As I have followed this line of comments I have to believe the core issue is the broken contract between medical doctors and society. Many years ago a doctor worked hard, did well, and garnered the respect of the community.

We can see from this link a call for management skills as part of the pre-med curriculum. Something I feel is sorely needed.

At this link we can see a former hospital CEO finally coming to the realization that hospitals are being run as financial institutions and the health and welfare of patients falls aside to accomplish these goals.

A recent piece I read highlighted how a surgeon felt left behind as his medical career had begun in the seventh grade. Good at math and science and very competitive he excelled in school becoming a respected doctor only to find he is an outside due to his lack of social skills. He would have been accepted in years gone by, but today finds it difficult to navigate a changing world.

I found Jay’s numbers on doctors in private practice shocking. I recently had a piece published on another blog, shameless self promotion, highlighting the changes I see in a friends daughter’s upcoming experience in medical school, and hoping she will still be able to ask a patient: How can I help you today?

The comments were interesting as they focused on the cost of her education. Carrying some undergraduate debt she will end up owing about $250,000. A couple of doctors were dismissive of the debt amount and how business interest will control her ability to become a pediatrician. Coming to my rescue were some current medical students and a recent medical school graduate.

We really have put doctors in a no win situation, but still demand continued service.

Steve Lucas

Arvind said...

Bob, I find your thinking very distorted, although I am not surprised. For once I agree with most of what Harrison says, except for the last line.

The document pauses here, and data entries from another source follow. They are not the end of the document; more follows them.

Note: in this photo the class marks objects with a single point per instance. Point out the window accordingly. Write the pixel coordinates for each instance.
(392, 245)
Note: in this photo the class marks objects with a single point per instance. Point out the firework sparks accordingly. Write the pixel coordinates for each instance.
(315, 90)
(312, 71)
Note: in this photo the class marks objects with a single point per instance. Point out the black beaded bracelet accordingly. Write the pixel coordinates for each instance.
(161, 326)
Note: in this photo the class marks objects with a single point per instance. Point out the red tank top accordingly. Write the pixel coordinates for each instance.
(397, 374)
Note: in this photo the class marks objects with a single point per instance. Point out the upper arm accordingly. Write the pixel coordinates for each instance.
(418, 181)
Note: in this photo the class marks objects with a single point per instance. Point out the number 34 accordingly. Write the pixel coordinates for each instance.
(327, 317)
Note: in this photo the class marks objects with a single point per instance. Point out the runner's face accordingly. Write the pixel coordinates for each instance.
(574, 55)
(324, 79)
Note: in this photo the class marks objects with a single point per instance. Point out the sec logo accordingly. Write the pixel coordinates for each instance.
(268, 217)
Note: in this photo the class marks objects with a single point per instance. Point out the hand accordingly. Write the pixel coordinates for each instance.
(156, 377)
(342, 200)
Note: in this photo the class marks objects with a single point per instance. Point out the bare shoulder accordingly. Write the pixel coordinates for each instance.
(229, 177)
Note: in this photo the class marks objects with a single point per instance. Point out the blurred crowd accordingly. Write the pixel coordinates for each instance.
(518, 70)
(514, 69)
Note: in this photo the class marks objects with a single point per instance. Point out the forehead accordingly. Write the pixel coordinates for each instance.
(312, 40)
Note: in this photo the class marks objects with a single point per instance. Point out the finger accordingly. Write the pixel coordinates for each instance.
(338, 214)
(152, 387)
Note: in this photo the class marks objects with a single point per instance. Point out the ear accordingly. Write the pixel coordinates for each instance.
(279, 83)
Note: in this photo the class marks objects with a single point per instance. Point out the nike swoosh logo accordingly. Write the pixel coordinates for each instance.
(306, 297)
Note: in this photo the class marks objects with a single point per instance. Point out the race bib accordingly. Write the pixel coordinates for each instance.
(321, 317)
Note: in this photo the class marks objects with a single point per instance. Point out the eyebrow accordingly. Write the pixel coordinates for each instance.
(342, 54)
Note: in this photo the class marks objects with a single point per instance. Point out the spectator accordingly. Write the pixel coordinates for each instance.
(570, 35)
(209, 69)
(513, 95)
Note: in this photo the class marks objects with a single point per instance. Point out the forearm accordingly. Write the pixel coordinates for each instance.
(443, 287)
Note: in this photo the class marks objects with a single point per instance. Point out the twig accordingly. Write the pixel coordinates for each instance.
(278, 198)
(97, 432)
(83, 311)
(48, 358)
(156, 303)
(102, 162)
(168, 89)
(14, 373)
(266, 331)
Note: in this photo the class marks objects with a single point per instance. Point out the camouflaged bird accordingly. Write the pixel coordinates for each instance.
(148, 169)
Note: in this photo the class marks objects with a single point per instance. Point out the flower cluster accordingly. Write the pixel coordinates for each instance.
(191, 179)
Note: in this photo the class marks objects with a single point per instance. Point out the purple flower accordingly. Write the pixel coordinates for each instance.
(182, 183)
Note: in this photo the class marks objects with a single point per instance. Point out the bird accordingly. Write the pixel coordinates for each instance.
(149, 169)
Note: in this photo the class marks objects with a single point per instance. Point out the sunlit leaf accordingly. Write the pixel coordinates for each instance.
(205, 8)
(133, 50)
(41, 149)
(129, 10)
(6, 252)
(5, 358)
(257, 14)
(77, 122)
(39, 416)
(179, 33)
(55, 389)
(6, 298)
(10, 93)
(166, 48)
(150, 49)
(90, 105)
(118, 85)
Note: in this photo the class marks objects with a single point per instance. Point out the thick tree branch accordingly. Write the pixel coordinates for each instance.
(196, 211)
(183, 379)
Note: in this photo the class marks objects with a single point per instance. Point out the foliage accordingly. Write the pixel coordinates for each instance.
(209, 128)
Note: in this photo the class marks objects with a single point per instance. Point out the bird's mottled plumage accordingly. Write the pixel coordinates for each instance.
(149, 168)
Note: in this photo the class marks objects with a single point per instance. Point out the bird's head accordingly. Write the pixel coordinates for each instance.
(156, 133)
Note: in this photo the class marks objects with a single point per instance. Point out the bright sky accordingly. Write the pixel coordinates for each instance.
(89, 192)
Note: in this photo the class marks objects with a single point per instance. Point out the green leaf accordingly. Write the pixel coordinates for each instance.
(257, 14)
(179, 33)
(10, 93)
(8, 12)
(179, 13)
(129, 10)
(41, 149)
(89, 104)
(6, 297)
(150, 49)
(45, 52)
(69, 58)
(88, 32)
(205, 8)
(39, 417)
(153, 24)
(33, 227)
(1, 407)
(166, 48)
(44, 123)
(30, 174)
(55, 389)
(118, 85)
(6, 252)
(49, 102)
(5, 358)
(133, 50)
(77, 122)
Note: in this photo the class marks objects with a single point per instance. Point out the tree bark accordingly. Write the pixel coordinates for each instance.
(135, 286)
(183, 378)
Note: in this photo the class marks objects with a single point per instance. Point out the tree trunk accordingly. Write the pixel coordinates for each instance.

The fundamental problem for all cognitive specialties is that we simply don't 9or can't) get the $ value our work deserves. The main reason for this is the CPT system with its RVU's etc. This only encourages volume-based practice and devalues patient care. Instead of all the complicated programs, it would be best if we were allowed to balance-bill medicare patients - they can then decide if they value their doctors' service enough to pay the difference. Or they could look for someone who does not balance-bill. A free market approach would yield best results...instead of jumping through hoops hoping for some crumbs.

Jay Larson MD said...

The cost per patient contact hour for overhead came from MGMA data for family practice not associated with a hospital. As I mentioned, MGMA data typically comes from bigger groups who have ancillary services (which also raises overhead). I can not find any data about how much it costs to run a small group practice. Fortunately our office is very efficient and comes in below the CMS average.

Nikki Hilton said...

What is the restructured health care delivery system developed?